Jakarta Kebijakan kemasan rokok polos tanpa merek yang tengah dipertimbangkan dalam Rancangan Peraturan Menteri Kesehatan (RPMK) telah menimbulkan polemik luas di kalangan industri dan petani tembakau di seluruh Indonesia.Â
Di tengah banjir kritik ini, Dewan Pimpinan Daerah Asosiasi Petani Tembakau Indonesia (DPD APTI) Jawa Barat, Nana Suryana dengan tegas menyatakan penolakannya terhadap kebijakan tersebut.
Konsep tersebut kami tolak mutlak. Pemerintah ingin berjasa dengan menerapkan regulasi ini, namun sayangnya kebijakan tersebut justru merugikan para petani tembakau. Dampak negatifnya akan dirasakan sepanjang tahun jika pemerintah konsisten dengan regulasi ini, ujarnya kepada media.
Salah satu poin utama dari penolakan ini adalah kekhawatiran bahwa kebijakan tersebut akan berdampak buruk terhadap keberlangsungan pertanian tembakau nasional.
Nana Suryana menjelaskan bahwa penerapan kemasan rokok polos tanpa merek akan merugikan para petani tembakau karena harga tembakau akan berfluktuasi dan tidak stabil, tergantung pada permintaan pabrik rokok yang dipengaruhi oleh kebijakan ini.
Kerugian akan terus berlangsung sepanjang tahun bila pemerintah konsisten dan komitmen terhadap regulasi ini, tambahnya.
Ia juga menyoroti bahwa meskipun pemerintah, sering mengemukakan narasi bahwa petani tembakau dan cengkeh bisa beralih menanam tanaman lain, kenyataannya hal tersebut tidak semudah yang dibayangkan.

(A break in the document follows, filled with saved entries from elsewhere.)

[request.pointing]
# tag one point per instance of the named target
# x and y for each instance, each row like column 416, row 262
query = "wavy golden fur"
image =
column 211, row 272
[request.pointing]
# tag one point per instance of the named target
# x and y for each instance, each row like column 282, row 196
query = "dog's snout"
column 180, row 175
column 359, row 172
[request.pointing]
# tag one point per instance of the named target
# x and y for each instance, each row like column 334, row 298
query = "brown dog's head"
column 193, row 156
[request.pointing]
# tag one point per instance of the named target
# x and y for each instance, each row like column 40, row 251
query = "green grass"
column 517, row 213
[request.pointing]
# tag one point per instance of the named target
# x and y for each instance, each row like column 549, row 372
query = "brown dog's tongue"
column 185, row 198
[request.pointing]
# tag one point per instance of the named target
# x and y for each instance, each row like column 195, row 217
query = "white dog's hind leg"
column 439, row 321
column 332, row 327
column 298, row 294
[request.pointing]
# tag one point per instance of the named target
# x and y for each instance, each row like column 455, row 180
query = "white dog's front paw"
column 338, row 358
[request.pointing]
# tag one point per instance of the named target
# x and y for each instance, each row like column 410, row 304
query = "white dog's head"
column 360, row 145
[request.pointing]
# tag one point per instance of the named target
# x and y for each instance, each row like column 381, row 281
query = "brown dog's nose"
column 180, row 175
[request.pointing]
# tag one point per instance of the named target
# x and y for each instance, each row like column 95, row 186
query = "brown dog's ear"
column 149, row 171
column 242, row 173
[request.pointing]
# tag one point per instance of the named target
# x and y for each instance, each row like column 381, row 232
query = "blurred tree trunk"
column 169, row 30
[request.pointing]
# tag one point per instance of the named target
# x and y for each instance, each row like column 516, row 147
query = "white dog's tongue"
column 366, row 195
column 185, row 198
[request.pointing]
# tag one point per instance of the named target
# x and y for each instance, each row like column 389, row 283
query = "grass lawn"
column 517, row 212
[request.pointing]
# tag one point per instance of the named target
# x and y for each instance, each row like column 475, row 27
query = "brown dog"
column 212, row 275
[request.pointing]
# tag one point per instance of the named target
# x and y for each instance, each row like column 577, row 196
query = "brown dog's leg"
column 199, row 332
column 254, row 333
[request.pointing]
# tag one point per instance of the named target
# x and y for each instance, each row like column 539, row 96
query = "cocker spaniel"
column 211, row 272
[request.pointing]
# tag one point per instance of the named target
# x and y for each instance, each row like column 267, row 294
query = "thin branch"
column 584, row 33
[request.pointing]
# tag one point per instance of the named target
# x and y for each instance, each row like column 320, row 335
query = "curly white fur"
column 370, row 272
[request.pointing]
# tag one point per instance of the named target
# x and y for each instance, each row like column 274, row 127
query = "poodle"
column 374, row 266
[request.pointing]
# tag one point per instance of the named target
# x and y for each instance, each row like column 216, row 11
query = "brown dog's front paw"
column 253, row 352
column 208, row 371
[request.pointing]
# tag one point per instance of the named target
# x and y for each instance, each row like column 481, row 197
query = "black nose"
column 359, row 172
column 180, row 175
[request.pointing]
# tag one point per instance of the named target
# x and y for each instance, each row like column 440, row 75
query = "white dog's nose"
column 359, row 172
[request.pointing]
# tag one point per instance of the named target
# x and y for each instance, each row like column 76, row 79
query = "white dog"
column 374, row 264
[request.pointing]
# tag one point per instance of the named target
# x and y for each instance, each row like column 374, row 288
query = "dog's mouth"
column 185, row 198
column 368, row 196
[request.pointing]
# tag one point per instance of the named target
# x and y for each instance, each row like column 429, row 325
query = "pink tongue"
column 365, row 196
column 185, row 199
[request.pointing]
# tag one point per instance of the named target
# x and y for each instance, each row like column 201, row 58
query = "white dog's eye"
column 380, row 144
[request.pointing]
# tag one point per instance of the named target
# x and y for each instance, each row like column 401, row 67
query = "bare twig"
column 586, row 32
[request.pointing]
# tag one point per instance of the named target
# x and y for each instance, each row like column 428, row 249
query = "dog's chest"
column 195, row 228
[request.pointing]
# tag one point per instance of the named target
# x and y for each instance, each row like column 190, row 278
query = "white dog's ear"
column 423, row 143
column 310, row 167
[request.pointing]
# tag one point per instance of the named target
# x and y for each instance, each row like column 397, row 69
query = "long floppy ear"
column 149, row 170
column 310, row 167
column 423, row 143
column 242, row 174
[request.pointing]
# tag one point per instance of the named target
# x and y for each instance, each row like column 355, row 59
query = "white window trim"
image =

Petani tembakau tidak akan begitu saja beralih ke tanaman lain jika hasilnya tidak sebanding dengan tembakau. Mereka tetap akan memilih tanaman yang memberikan penghasilan yang lebih baik, ungkapnya.
Selain itu, ia menambahkan bahwa kesejahteraan petani tembakau selama ini sangat baik. Namun demikian, fakta ini sering diputarbalikkan dan diabaikan dalam narasi anti-tembakau yang dibawa oleh Kemenkes dan LSM kesehatan.
Narasi bahwa petani tembakau tidak sejahtera itu hanyalah alasan klasik. Jika dibandingkan dengan komoditas lain, kesejahteraan petani tembakau di lapangan sebenarnya jauh lebih baik, jelas Suryana.